Di Nicola ha confermato, con la sua esperienza di giornalista prima che di politico, che la proposta di legge con cui si vorrebbe punire severamente chi intentasse delle ‘liti temerarie’ è ancora bloccata in un pantano, ben lontana dalla calendarizzazione.
Inoltre mentre le grandi aziende, per non parlare dei clan della criminalità organizzata oppure, perché no?, dei politici, riescono a gestire un processo molto a lungo, anzi, talora sfuggono così alle conseguenze della sentenza evitando con la prescrizione la condanna penale e le sue conseguenze, lo stesso non accade a tutti gli altri.
Chi deve difendersi da una lite temeraria è costretto a mettere in discussione tutta la propria vita, senza neanche la certezza di continuare ad avere le risorse economiche necessarie per una simile battaglia.
E’ una situazione, insomma, che rischia di mandare allo sfacelo la vita di qualunque professionista onesto che viva del proprio lavoro, per tacere del fatto che la prospettiva di avere un giornalista che possa costare all’azienda fior di quattrini può diminuire significativamente le possibilità, per chi ha fatto l’inchiesta, di trovare lavoro nel futuro.
E’ noto come sia proprio nel silenzio che cresce la potenza mafiosa e come sia solo l’informazione ad essere il suo naturale antidoto ma se l’informazione deve esercitare il suo ruolo solo timidamente concentrandosi sul folclore piuttosto che sulle ragioni degli eventi criminali è altrettanto ovvio che si tratta di un antidoto di scarsa efficacia.
Attilio Bolzoni ha evidenziato le crescenti difficoltà che incontra un giornalista non solo nel lavoro d’inchiesta ma anche nei rapporti con la redazione e la proprietà, che può dare più o meno spazio al suo lavoro e che, quando un articolo è troppo duro, ha mille modi per ostacolarne l’uscita.
Nell’orgia di numeri e notizie, le più diverse, che vengono affastellate davanti agli occhi dei lettori e/o degli ascoltatori, tutti e tre i professionisti hanno sottolineato come diventi difficile non solo distinguere ciò che è importante da ciò che non lo è, ciò che è falso da ciò che è vero, ma più ancora individuare la sottile trama delle relazioni di causa-effetto che spiegano quei fatti terribili che ci si affretta a definire “inspiegabili”.
Diventa sempre più difficile cogliere i contorni della realtà, di cui si tende a sottolineare l’efferatezza, la violenza, tutto insomma tranne le motivazioni che non siano quelle legate alla cronaca del singolo evento.

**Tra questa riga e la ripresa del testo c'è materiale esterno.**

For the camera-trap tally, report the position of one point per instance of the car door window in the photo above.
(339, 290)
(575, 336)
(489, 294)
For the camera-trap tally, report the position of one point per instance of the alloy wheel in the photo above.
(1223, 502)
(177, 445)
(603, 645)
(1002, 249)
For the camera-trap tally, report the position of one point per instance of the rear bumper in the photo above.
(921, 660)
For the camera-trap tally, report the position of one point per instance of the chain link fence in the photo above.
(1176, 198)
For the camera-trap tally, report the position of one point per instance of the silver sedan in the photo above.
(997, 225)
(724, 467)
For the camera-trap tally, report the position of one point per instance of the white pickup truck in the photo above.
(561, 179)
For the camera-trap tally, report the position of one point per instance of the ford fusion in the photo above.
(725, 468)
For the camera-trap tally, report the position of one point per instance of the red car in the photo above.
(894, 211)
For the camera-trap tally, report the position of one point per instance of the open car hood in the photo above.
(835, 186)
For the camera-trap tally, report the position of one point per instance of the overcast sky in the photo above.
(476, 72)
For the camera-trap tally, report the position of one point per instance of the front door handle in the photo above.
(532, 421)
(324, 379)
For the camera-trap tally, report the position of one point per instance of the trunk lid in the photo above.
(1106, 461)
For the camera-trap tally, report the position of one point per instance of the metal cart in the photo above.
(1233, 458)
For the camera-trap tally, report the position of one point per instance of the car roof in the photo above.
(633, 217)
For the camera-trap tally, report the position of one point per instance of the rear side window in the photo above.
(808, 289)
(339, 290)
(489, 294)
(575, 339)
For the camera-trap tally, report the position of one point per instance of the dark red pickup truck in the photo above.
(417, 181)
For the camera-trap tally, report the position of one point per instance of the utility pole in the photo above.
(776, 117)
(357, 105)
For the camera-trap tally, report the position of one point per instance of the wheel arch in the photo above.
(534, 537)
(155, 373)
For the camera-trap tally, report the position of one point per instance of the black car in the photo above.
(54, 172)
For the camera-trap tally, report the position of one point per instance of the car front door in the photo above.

Aumentare a dismisura le informazioni inessenziali finisce per rendere poco comprensibile il quadro e per far somigliare tutto ad uno dei tanti sceneggiati che affollano la televisione.
Che fare allora? Come e più di sempre diventa essenziale il ruolo di una cittadinanza attiva e informata che sappia ascoltare, distinguere e che non si accontenti di facili risposte.
In altri termini il coraggio non lo si richiede solo a chi scrive ma anche a chi legge. Non è facile ma non ci sono alternative.